Confira abaixo a entrevista que o autor concedeu exclusivamente para o Angústia Criadora.

Entrevista: Antônio Xerxenesky

Não há nada de errado em não se interessar por literatura
Foto: Tómas Rangel
Você escreveu um livro curioso, onde a metaliteratura está bastante presente, algo que você já fez no seu romance “Areia nos dentes”, ainda sente necessidade de tentar mostrar como funciona a ficção?

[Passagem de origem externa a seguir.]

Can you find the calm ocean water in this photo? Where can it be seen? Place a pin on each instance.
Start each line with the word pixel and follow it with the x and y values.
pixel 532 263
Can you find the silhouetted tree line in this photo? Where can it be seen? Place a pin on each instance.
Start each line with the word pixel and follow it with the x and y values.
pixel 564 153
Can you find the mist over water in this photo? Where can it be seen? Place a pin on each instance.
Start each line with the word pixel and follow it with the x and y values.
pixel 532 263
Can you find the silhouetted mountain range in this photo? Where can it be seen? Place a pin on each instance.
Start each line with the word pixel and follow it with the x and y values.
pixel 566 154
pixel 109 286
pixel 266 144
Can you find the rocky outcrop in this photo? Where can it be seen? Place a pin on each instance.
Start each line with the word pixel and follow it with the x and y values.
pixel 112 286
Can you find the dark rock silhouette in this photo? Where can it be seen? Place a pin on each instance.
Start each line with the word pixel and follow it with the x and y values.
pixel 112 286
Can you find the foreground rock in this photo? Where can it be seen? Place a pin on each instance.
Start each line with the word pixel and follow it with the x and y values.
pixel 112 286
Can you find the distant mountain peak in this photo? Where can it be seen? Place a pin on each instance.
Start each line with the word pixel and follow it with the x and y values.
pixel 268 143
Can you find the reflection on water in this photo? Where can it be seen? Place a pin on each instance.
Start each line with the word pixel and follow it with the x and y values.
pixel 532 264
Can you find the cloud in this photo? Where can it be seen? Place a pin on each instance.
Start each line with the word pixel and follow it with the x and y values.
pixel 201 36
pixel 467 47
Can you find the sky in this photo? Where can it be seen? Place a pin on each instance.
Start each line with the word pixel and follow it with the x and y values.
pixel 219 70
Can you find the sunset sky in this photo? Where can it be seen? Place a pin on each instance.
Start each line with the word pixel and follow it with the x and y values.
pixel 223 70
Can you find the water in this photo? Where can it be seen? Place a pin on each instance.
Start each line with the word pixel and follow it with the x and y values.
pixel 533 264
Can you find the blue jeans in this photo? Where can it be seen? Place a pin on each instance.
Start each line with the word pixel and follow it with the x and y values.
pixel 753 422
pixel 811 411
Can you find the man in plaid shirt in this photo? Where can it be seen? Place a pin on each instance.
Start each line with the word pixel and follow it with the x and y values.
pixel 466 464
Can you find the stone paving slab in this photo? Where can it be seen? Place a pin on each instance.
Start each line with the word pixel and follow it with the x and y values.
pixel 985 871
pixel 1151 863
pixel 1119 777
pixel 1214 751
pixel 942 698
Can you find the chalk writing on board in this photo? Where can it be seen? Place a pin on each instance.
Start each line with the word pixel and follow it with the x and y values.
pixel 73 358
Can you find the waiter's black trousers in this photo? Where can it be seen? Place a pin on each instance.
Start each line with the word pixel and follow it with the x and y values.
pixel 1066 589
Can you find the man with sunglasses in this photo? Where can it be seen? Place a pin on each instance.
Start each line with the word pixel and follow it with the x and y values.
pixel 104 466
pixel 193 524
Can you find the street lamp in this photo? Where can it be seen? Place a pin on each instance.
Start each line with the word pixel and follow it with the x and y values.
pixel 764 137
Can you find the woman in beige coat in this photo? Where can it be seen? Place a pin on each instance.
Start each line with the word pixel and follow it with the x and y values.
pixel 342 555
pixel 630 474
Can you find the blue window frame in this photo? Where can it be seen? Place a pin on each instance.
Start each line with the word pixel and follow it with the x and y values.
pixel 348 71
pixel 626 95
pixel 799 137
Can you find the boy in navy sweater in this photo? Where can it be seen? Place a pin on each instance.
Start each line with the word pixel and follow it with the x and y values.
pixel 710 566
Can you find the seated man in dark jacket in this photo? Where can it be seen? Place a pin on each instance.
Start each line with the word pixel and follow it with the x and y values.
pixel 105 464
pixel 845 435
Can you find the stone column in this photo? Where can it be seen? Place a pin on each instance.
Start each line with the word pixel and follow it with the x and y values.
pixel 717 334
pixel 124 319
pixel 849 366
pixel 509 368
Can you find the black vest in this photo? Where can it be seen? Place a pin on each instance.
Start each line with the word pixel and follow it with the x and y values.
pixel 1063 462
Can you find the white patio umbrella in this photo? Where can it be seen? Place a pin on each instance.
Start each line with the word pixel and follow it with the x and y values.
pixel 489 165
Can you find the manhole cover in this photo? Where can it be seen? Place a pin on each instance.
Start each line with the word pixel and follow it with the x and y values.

Olha, acho que com o “A página assombrada por fantasmas”, terminei de expressar tudo o que queria nessa área. Foi importante – e divertido – para mim usar jogos metaliterários nesses dois livros. Em certo sentido, o Areia nos Dentes complementa este novo livro de contos. “Areia nos dentes” é focado no escritor, “A página assombrada por fantasmas” no leitor. Mas agora acho que acabou. Espero.
A geração Z descrita no último conto do livro é uma alusão a escritores do sul e sudeste do país que são conhecidos por serem “fechados” a autores de outros locais?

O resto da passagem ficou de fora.